____ março 28, 2016 ____

O cuidado com as palavras

Dia desses eu estava numa aula de nutrição quando um vídeo sobre um peixe pescado e devolvido à água gerou uma discussão despertada pelos vegetarianos presentes. Lembro quando era criança, de acordar cedinho no final de semana e assistir a um programa de pesca na TV aberta. O rapaz pescava, falava algo sobre o animal e o devolvia à água. Aquilo me distraía e, cá entre nós, hoje em dia eu acho engraçado como quando criança eu gostava de assistir a programas que não eram destinados a minha faixa etária, como esse e o “Siga Bem Caminhoneiro”, que se não me engano passava em seguida. Bom, eu via esses programas porque acordava cedo e ficava assistindo o que passava até que começassem os desenhos, mas eu também gostava daquilo. Mais tarde, eu entenderia que devolver o peixe vivo ao seu habitat não era exatamente um exercício de bondade, porque o homem foi lá, machucou o bicho às custas de entretenimento e o devolveu, machucado. E foi isso que gerou a discussão.

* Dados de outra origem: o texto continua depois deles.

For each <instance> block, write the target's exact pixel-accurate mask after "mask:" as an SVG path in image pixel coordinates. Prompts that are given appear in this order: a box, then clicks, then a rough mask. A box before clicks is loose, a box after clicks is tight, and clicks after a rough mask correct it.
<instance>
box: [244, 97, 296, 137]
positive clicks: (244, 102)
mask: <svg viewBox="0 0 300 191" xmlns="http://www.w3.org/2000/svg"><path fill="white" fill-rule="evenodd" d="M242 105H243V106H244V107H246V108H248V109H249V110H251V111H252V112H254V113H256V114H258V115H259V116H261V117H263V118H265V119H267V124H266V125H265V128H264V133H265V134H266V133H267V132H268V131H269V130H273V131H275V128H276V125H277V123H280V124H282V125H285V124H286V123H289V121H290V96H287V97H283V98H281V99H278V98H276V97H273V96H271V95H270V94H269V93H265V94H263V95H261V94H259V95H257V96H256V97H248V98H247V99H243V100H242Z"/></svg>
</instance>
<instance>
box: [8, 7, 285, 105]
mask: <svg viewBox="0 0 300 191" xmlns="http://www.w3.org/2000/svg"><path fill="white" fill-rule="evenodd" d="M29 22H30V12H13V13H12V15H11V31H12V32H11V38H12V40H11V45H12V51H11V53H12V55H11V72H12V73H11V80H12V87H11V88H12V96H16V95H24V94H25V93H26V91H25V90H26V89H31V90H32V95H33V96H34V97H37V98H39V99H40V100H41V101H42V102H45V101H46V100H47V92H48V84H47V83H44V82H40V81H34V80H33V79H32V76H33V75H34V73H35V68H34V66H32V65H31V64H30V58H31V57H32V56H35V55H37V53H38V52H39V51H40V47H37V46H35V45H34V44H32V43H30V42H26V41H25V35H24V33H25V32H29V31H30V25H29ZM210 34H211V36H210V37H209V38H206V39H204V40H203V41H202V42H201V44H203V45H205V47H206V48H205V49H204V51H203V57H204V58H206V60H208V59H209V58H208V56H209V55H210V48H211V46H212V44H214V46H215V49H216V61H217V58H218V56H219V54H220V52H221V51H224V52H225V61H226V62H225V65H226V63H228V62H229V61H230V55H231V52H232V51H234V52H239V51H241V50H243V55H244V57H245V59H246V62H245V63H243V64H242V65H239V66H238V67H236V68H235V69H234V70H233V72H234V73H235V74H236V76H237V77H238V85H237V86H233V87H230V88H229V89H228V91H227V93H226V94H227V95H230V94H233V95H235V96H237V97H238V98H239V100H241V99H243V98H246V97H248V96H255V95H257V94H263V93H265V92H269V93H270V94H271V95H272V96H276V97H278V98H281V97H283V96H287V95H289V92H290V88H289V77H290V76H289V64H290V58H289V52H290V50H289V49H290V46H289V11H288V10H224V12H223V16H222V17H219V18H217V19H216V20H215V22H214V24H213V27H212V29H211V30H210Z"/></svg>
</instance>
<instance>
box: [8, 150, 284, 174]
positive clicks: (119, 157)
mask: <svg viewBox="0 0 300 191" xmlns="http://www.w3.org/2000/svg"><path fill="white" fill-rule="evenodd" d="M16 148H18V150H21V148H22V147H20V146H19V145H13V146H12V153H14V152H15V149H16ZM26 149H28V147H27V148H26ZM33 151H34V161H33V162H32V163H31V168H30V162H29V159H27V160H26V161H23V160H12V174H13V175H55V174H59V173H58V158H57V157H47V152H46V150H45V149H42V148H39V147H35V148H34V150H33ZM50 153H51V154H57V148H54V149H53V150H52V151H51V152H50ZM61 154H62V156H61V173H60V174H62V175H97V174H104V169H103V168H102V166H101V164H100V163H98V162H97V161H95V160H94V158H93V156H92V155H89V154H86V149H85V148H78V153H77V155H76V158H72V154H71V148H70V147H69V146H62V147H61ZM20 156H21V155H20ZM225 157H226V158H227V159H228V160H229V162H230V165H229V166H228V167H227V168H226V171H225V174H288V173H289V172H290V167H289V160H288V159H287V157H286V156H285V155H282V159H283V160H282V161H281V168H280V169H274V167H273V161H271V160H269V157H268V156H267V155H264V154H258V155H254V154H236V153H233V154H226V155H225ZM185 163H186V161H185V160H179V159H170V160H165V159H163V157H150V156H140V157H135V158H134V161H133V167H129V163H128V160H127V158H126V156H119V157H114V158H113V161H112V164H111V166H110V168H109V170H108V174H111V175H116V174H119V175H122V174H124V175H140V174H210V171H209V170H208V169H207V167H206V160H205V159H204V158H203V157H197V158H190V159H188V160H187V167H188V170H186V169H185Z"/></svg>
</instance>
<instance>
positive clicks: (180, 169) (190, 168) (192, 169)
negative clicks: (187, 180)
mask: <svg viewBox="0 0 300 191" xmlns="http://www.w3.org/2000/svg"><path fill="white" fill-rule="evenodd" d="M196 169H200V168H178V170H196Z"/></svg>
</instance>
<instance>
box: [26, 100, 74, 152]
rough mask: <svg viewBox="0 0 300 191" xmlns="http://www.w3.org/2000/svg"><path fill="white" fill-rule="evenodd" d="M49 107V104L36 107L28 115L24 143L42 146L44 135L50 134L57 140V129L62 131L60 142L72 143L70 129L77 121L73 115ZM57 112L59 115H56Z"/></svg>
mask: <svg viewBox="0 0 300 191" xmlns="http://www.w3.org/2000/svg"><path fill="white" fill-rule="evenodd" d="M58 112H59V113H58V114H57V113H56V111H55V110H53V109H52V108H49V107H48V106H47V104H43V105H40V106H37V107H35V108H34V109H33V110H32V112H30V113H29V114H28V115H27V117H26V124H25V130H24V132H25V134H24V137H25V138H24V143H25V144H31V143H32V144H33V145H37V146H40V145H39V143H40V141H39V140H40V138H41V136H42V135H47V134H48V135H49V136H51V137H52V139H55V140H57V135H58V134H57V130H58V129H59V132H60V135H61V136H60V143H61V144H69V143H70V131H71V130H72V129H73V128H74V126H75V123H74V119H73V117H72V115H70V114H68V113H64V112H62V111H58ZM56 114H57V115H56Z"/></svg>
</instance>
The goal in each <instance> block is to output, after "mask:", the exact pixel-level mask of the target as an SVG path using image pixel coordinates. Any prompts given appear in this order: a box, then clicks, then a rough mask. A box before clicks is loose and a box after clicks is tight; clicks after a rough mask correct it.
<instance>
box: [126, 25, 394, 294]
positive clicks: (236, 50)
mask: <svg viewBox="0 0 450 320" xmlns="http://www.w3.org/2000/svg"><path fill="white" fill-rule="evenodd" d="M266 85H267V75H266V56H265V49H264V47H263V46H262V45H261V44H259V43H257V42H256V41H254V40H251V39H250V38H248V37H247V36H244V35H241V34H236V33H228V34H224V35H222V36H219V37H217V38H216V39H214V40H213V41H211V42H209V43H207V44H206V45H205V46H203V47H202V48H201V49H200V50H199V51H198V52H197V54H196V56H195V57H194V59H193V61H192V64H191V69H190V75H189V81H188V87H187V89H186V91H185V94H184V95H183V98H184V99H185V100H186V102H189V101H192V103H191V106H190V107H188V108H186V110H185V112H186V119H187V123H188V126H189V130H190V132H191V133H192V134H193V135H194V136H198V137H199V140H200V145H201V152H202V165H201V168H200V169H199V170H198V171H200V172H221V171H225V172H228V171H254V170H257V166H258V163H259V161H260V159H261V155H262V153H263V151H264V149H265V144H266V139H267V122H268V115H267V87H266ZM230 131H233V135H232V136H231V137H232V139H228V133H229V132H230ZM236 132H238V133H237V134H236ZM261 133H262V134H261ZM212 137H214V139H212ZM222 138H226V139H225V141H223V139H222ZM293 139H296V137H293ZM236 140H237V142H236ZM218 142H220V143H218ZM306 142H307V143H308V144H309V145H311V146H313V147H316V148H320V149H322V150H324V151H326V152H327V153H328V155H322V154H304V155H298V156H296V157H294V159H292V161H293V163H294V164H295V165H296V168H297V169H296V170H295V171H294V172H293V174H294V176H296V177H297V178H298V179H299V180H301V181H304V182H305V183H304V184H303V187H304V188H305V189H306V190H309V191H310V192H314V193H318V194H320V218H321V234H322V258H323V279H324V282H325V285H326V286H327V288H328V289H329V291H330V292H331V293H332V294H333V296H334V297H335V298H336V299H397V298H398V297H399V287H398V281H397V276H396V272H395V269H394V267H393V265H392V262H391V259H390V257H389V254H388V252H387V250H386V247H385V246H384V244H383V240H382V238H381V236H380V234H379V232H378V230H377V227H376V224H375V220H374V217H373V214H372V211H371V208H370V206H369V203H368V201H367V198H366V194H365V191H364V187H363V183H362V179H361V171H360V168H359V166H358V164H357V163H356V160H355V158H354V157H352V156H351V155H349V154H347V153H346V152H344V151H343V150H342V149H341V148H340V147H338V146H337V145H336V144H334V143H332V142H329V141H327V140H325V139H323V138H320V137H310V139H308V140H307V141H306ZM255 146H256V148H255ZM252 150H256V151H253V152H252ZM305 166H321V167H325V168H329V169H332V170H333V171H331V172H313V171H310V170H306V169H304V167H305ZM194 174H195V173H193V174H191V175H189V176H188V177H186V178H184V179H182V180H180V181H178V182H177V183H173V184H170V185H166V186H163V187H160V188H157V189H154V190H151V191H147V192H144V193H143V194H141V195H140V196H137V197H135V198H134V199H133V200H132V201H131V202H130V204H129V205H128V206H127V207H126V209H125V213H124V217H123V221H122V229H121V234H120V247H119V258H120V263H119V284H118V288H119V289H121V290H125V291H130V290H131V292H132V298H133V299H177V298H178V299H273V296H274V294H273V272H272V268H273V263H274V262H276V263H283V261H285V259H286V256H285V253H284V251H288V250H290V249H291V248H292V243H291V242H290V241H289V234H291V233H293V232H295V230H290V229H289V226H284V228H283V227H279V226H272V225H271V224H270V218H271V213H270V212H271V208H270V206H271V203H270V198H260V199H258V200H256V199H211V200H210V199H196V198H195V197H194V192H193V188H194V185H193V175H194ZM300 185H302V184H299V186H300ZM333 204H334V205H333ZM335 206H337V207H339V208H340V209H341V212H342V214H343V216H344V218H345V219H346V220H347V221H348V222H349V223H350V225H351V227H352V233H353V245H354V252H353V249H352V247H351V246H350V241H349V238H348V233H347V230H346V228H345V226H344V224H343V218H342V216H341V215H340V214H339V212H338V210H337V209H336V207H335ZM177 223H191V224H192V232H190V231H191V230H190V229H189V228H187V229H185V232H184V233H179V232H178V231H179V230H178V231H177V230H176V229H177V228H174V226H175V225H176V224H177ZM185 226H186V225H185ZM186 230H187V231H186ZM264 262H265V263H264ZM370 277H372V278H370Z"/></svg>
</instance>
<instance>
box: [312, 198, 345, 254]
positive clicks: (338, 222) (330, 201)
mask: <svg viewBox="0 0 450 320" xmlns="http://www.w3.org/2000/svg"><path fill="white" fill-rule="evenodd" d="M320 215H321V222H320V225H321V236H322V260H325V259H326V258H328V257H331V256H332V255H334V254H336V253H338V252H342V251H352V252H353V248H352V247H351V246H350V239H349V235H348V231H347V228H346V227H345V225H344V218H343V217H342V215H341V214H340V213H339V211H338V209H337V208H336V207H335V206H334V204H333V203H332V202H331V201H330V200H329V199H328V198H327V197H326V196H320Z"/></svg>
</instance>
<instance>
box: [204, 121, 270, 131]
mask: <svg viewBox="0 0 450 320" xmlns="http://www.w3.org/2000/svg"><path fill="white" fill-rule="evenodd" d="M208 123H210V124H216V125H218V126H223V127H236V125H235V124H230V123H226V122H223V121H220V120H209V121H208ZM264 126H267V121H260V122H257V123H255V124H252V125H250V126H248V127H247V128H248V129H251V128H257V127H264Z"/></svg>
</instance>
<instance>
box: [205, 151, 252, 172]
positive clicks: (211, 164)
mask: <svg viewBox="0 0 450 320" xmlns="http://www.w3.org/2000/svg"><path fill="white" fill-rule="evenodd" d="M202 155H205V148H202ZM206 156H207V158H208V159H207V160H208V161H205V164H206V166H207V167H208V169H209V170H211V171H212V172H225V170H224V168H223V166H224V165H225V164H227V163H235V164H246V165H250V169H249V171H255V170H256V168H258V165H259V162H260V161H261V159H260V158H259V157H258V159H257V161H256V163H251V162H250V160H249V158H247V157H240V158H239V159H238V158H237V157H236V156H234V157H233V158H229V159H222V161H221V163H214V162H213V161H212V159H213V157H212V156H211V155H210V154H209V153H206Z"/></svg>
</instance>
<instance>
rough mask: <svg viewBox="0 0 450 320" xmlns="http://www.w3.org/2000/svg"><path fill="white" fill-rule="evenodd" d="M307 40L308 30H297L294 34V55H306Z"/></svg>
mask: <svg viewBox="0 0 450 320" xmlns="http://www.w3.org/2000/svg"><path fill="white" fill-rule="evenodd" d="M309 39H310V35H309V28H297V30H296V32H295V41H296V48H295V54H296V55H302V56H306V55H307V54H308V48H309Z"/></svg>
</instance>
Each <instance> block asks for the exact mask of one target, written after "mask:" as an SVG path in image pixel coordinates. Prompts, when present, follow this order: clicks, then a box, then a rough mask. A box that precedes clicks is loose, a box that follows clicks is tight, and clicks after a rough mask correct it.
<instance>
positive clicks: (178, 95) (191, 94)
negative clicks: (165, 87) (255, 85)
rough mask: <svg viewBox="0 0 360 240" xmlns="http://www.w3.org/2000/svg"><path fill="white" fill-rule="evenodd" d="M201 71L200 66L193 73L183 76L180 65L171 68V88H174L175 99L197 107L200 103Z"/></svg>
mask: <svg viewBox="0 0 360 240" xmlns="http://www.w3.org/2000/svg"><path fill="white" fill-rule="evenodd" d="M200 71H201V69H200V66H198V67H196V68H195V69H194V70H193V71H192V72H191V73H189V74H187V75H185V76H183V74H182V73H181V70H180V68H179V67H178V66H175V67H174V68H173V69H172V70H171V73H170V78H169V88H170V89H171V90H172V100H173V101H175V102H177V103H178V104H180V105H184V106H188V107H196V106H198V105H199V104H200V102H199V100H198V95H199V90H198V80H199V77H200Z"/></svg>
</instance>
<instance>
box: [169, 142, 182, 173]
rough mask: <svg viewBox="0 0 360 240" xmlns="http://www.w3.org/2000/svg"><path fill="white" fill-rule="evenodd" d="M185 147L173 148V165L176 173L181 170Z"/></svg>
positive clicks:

Queria chamar atenção para um argumento que surgiu durante a discussão e que geralmente surge quando alguém diz que já tentou, mas não consegue cortar a carne da alimentação. “Quando for comer carne, imagine o bicho morrendo.” Não, não imaginem. Qualquer decisão que tomem a respeito da alimentação deve ter mais base do que terror psicológico e incentivo à repulsa ao alimento, porque isso é desencadeador de transtorno alimentar. Estamos falando de restrição na alimentação incentivada por asco ao alimento e isso é sério.

Então, leia, entre em contato com a filosofia, conheça diferentes correntes, se envolva com o que causar mais identificação, se dê o direito de voltar atrás, de mudar o caminho, de recomeçar, de tentar novamente, não tome decisões por se sentir cobrado pelos outros. Tenha consciência ambiental, política, permita-se concordar e discordar. Se relacionar com a comida através do remorso e da culpa é caminhar no sentido inverso desse processo de conscientização. Não é a partir desse afastamento que se alcança o amor aos animais ou à natureza, porque você é parte dela e é respeitando e amando a si mesmo que você vai ser capaz de transbordar esse amor.

O vegetarianismo é uma alimentação rica e variada e você pode chegar a ela a partir de diferentes correntes de pensamentos. A gente sabe – porque pesquisa, lê e se informa – que dá pra não comer carne e ser saudável e que argumentos contrários são fruto de falta de informação e preconceito. Mas, existe uma forma de propagandear o vegetarianismo utilizada por alguns e com a qual eu não concordo, que é através do choque, de causar impacto e fazer as pessoas se sentirem mal, o que é problemático, porque estamos falando de relação com a comida e existem coisas como transtorno alimentar e ortorexia. Além disso, toda a mídia e indústria de comida, beleza, farmácia que ganha dinheiro já o faz em cima da baixa auto estima, da péssima relação que desenvolvemos com nossos corpos e do sentimentos de insatisfação e culpa. Refletir sobre os nossos argumentos é ter cuidado com o outro e também olhar pra dentro. E olhar pra dentro é cuidar de nós mesmos. Vamos?